Igreja de S. Salvador (Carrazeda de Ansiães)

A igreja de invocação a S. Salvador, em Carrazeda de Ansiães, é um testemunho de valor excecional do Românico nordestino. Destaca-se pelas suas proporções, harmonia e decoração escultórica. A arquitetura da igreja denota uma grande qualidade conceptual, desconhecendo-se, no entanto, o responsável do risco e realização da obra.
A igreja, de pedra granítica aparelhada, ergue-se junto à porta do castelo, não se sabendo, em rigor, a data da sua fundação. A filiação estilística do templo na arte românica não significa que não seja posterior, dado o apego que persistiu no Norte de Portugal a esta corrente estilística. Pelas lápides que se encontram no terreiro, como letras e armas gravadas de ordens militares, é plausível aceitar que aqui se encontram enterrados os cavaleiros que lutaram contra Castela, numa batalha desenrolada num ribeiro próximo, e que para a vitória muito contribuíram os Sampaio, senhores da vila de Ansiães.
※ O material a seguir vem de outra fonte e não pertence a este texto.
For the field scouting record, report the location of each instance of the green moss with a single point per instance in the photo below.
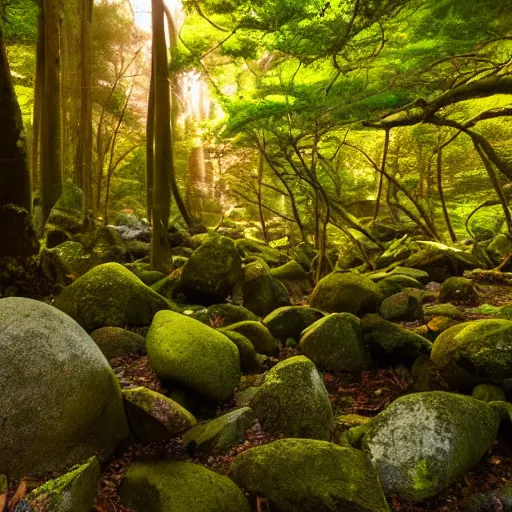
(335, 343)
(310, 476)
(180, 486)
(293, 401)
(189, 353)
(392, 343)
(110, 295)
(423, 442)
(346, 293)
(154, 417)
(73, 492)
(219, 435)
(475, 352)
(260, 337)
(290, 321)
(211, 272)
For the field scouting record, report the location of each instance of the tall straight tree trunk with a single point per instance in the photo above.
(14, 174)
(175, 111)
(150, 149)
(38, 103)
(161, 258)
(84, 149)
(51, 165)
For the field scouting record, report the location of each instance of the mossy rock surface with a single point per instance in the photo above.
(74, 491)
(261, 292)
(290, 271)
(116, 342)
(218, 436)
(424, 442)
(248, 356)
(154, 417)
(474, 352)
(293, 401)
(401, 306)
(391, 343)
(179, 486)
(346, 293)
(222, 315)
(488, 393)
(304, 475)
(189, 353)
(457, 289)
(248, 248)
(335, 343)
(260, 337)
(290, 321)
(396, 283)
(211, 272)
(110, 295)
(60, 400)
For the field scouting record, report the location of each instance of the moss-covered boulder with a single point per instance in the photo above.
(189, 353)
(179, 486)
(116, 342)
(457, 289)
(402, 306)
(346, 293)
(110, 295)
(293, 401)
(60, 400)
(289, 321)
(105, 245)
(261, 292)
(393, 284)
(290, 271)
(305, 475)
(74, 491)
(249, 362)
(336, 343)
(423, 442)
(154, 417)
(250, 249)
(488, 393)
(211, 272)
(391, 343)
(222, 315)
(218, 436)
(474, 352)
(499, 248)
(258, 334)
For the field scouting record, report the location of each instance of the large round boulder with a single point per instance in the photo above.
(335, 343)
(193, 355)
(473, 352)
(60, 401)
(304, 475)
(293, 401)
(423, 442)
(211, 272)
(181, 487)
(344, 292)
(110, 295)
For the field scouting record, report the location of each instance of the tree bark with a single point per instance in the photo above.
(161, 258)
(51, 164)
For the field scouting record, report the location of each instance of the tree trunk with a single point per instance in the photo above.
(51, 171)
(84, 149)
(14, 174)
(161, 258)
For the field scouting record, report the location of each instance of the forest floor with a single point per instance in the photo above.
(366, 395)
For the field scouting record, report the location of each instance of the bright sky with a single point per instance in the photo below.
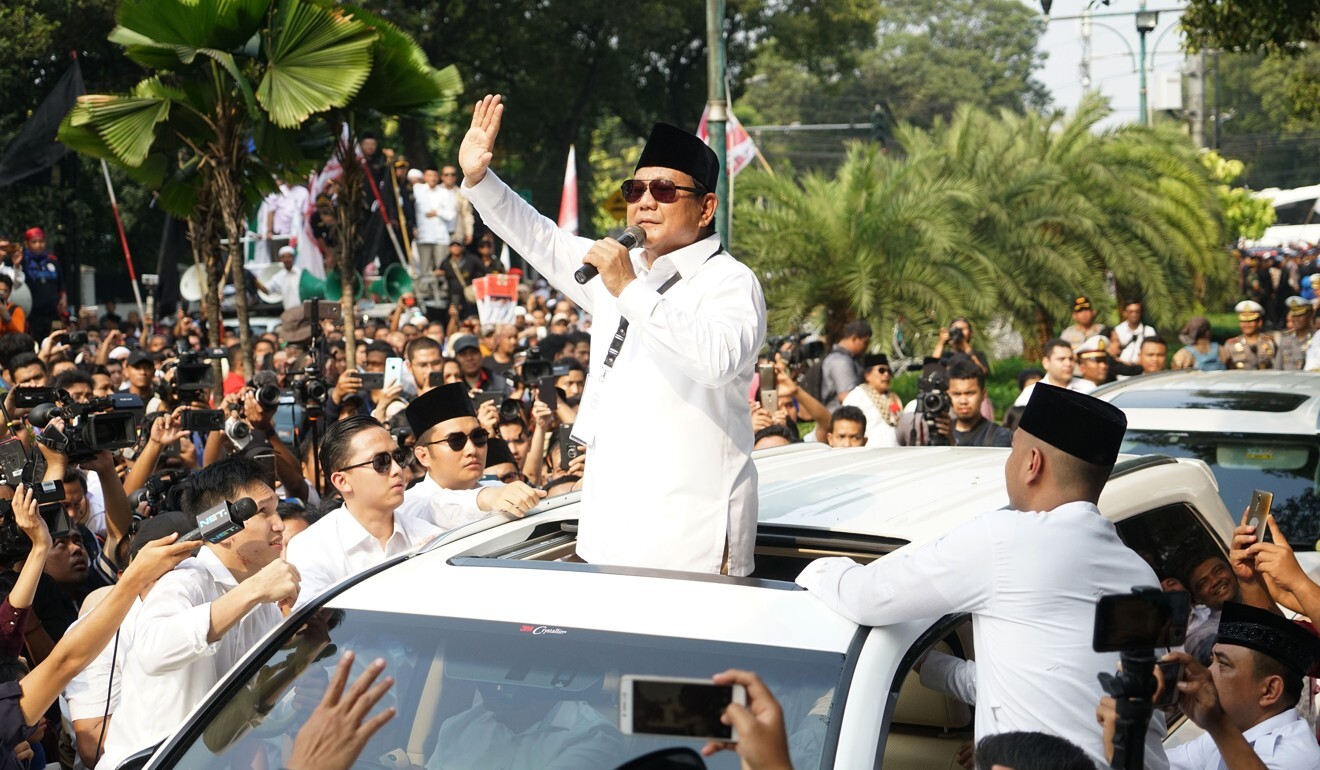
(1113, 69)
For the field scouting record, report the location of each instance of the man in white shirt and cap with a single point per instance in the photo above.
(201, 618)
(452, 448)
(1030, 575)
(364, 465)
(1246, 701)
(676, 328)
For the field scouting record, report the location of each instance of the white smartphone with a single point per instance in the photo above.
(394, 370)
(677, 707)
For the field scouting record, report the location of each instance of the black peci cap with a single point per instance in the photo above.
(438, 404)
(671, 147)
(1077, 424)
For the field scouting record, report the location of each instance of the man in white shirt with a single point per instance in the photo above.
(1059, 361)
(201, 618)
(437, 210)
(1246, 701)
(675, 334)
(1126, 341)
(1028, 575)
(452, 448)
(366, 465)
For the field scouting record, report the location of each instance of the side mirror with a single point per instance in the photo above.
(672, 758)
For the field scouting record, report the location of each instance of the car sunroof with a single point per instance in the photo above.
(1233, 400)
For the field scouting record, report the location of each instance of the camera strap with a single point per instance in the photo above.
(622, 332)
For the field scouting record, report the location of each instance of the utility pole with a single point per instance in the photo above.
(718, 106)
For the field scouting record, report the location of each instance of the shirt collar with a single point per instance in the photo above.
(213, 564)
(1275, 724)
(684, 260)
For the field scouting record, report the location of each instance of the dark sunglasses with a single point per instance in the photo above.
(457, 441)
(663, 190)
(380, 461)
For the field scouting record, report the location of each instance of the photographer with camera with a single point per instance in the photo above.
(202, 617)
(956, 411)
(1027, 573)
(1246, 700)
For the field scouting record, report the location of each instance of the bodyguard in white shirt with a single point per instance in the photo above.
(676, 326)
(202, 617)
(1030, 576)
(1246, 701)
(366, 465)
(452, 448)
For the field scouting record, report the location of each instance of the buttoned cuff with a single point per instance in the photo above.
(636, 301)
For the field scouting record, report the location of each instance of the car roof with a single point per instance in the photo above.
(1220, 402)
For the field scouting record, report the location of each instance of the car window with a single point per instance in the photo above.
(478, 694)
(1286, 465)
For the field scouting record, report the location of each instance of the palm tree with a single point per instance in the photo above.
(885, 239)
(239, 93)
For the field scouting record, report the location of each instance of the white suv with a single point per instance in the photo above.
(487, 626)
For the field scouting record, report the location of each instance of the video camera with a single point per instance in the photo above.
(97, 425)
(1134, 625)
(932, 399)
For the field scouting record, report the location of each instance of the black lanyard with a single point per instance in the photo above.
(622, 332)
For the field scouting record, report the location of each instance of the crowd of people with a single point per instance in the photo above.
(136, 431)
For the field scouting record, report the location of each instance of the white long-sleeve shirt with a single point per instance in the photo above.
(1031, 581)
(170, 666)
(671, 477)
(1283, 742)
(338, 546)
(441, 201)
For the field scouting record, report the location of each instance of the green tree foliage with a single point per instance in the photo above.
(1244, 214)
(991, 215)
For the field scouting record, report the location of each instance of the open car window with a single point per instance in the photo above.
(479, 694)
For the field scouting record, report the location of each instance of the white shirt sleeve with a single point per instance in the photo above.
(173, 625)
(953, 573)
(712, 344)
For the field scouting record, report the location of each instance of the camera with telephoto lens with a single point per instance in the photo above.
(236, 428)
(932, 400)
(97, 425)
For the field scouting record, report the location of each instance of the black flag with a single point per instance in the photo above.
(36, 149)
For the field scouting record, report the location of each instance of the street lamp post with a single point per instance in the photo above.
(1146, 23)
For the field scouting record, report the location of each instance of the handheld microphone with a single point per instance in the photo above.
(631, 238)
(222, 522)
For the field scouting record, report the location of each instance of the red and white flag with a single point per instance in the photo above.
(738, 145)
(568, 198)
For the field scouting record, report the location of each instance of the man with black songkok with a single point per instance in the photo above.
(1246, 700)
(452, 447)
(1030, 575)
(676, 328)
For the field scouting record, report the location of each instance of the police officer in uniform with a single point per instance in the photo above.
(1294, 342)
(1250, 349)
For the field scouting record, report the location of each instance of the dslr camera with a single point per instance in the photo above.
(100, 424)
(932, 399)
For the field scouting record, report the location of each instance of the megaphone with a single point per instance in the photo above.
(334, 287)
(394, 284)
(310, 287)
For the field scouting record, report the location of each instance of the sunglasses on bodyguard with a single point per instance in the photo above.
(380, 461)
(457, 441)
(663, 190)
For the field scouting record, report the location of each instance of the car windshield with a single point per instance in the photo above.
(479, 694)
(1283, 465)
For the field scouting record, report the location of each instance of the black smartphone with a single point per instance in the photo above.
(1141, 621)
(372, 381)
(12, 458)
(547, 394)
(202, 420)
(1258, 514)
(569, 449)
(1170, 672)
(27, 398)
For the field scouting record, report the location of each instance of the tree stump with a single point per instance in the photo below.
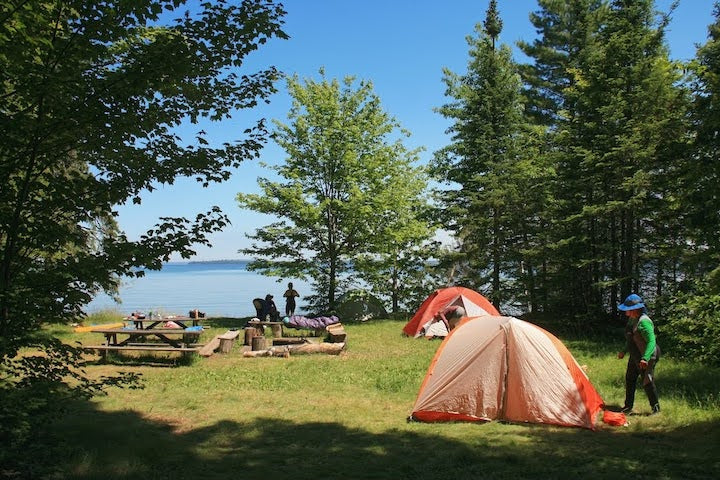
(249, 333)
(258, 343)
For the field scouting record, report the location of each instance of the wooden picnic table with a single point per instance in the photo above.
(156, 339)
(151, 323)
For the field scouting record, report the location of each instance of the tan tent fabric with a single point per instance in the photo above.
(475, 305)
(505, 368)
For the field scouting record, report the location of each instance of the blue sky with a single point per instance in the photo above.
(402, 47)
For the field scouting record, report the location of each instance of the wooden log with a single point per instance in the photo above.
(289, 340)
(227, 340)
(336, 333)
(276, 329)
(329, 348)
(225, 345)
(249, 333)
(210, 348)
(258, 343)
(306, 348)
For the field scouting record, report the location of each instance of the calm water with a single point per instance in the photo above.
(218, 289)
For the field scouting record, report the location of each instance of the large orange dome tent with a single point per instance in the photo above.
(475, 305)
(502, 368)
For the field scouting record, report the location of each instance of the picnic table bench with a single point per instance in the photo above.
(148, 340)
(151, 323)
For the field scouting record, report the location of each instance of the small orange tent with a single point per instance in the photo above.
(474, 304)
(502, 368)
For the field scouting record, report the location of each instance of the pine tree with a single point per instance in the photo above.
(485, 207)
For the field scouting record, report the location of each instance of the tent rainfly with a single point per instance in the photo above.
(475, 305)
(502, 368)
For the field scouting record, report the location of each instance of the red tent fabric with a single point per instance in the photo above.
(502, 368)
(475, 305)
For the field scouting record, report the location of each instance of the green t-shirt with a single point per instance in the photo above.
(643, 336)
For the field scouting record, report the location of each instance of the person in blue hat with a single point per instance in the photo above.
(643, 350)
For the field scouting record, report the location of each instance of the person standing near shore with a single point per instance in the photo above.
(644, 352)
(290, 295)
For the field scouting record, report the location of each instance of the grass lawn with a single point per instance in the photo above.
(322, 416)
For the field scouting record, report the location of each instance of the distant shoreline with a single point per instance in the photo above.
(196, 262)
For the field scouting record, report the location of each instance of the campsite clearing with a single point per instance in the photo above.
(310, 416)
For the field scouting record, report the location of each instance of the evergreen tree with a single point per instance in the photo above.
(617, 122)
(485, 206)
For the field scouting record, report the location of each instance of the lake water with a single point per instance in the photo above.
(218, 289)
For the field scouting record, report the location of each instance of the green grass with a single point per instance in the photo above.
(322, 416)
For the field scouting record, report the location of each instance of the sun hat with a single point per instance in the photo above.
(632, 302)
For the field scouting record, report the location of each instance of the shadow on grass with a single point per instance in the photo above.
(124, 445)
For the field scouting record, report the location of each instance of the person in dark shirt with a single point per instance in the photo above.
(270, 311)
(290, 295)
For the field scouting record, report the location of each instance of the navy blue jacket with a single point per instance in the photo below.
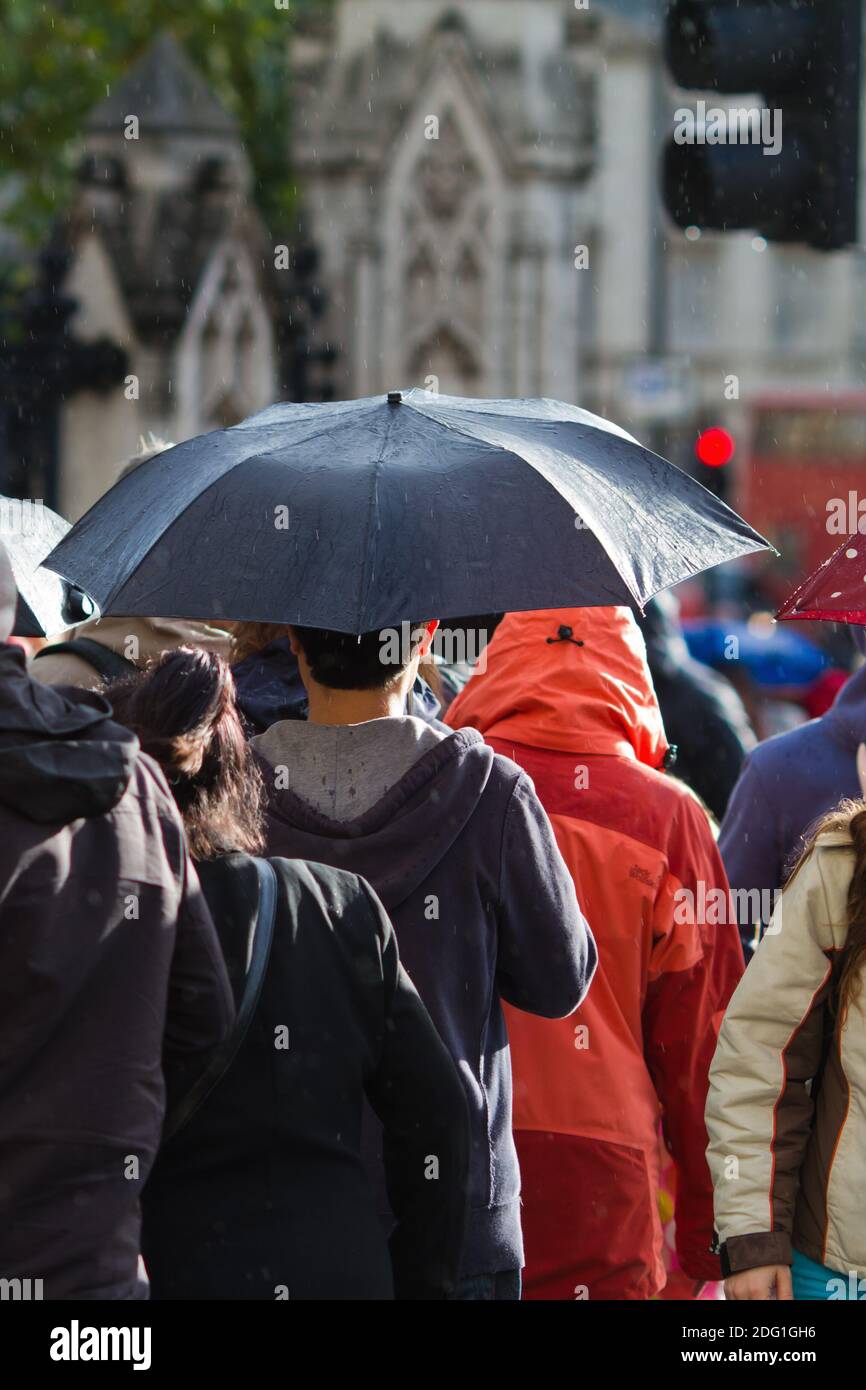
(786, 784)
(464, 861)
A fachada da igreja é marcada por dependência medieval em ruínas, possivelmente a casa do padre, que se encosta ao alçado no ângulo direito. Mas, sem dúvida, o que a domina é o seu impressionante portal, composto por quatro arquivoltas de arco pleno sustentadas por capitéis. Pela sua ornamentação, é considerado um portal de exceção. Envolvem as arquivoltas variadíssimas temáticas decorativas: fitomórficas, de perfis salientes, simbólicas, figuras antropomórficas, zoomórficas, etc. No segundo arco interior, aparecem-nos representados S. Pedro, S. Paulo e mais sete figuras: umas ostentando livros e uma outra um pequeno macaco. As arquivoltas seguintes mostram-nos vários tipos de animais e distorcidas cabeças humanas - com exceção de uma, tão realisticamente esculpida que já foi levantada a hipótese de ser a do próprio escultor. Este magnífico conjunto escultórico é reforçado pelo trabalho desenvolvido no tímpano. De perfil pouco saliente, o tímpano é delimitado por fina folhagem. Ao centro, o Padre Eterno inscrito na mandorla, ladeado por quatro figuras atarracadas (duas de cada lado), desconhecendo-se o seu significado. Para tornar ainda mais intrigante e misterioso o portal, aparece gravado neste um grande número de letras e siglas. Estas repetem-se pelas paredes da igreja, sendo algumas de grande beleza.
À frontaria falta parte da empena triangular e da torre sineira. As fachadas laterais são animadas pelos singelos modilhões dos beirais e por duas portas, também elas excelentemente ornamentadas. As portas são compostas por arco alteado, seguido de friso e impostas delicadamente lavrados por semicírculos e enrolamentos de volutas nas extremidades. Sustentam o arco colunelos de curto fuste com capitéis ornamentados. O tímpano é preenchido por cruz pátea vazada. A verga da porta é contornada por friso lobulado.
O interior do templo, de planta retangular e nave única, apresenta duas portas laterais e uma axial. Aposta a esta última está a capela-mor, onde se encontrava um altar com um sacrário e uma imagem do santo padroeiro. Mais tarde, na nave foram introduzidos dois altares - um de N. Sra. do Rosário e o outro dedicado a S. Brás, ostentando a imagem do santo mártir e um pequeno cofre de prata com as suas relíquias. A iluminação do templo é feita através de quatro esbeltas janelas geminadas, duas em cada fachada lateral.